The Starved Rock murderer should spend the rest of his life in prison and leave only occupying a hearse to bring him to be placed in the ground — somewhere where his soul will descend to hell and forever suffer for the brutal, unnecessary murders of three middle aged women, killing them by brutally beating them with a tree stump and causing such a distortion of their features that when I first reviewed the photographs, it was difficult for me to believe these were human beings and/or that the condition of each of them, their bodies, were not the result of ravishing by some unknown creature that could not be human.

I was right, and I was wrong. The killer possessed a body of a human but the mind and the soul of an animal. An animal that will soon be released back to the site of his horrendous cruelty, if the rumor is true that the parole board will soon parole this “monster-man” and bring him back within the citizens of this county and the citizens of the Starved Rock area, where this all began.

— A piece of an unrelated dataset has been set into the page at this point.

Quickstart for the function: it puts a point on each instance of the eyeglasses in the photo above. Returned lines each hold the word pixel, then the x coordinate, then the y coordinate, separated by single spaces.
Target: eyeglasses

The parole board should not trump the decision of a LaSalle County jury finding this defendant should spend the rest of his life in prison following six weeks of testimony, which included the testimony of the members of the murdered victims’ families and the impact these murders had on each of those families from the day they were committed until this day, taking in generations of those family members that were not in existence at the time of this brutality.

As long as I have been knowledgeable of (Chester) Weger’s intentions to seek parole and have testified many times before the parole board, I was always very confident the parole board would deny any effort on the part of Weger to leave confinement. I have not, in my time, either as a prosecutor or as a lawyer, up to the present time, known of any parole board releasing anyone on parole that would not admit and stand fast in denying the commission of the crime. To do so will give the impression to many people that the paroled defendant wins out and that in fact, he, as he has persisted, was not guilty of the crime for which he was found to be guilty by a jury of his peers.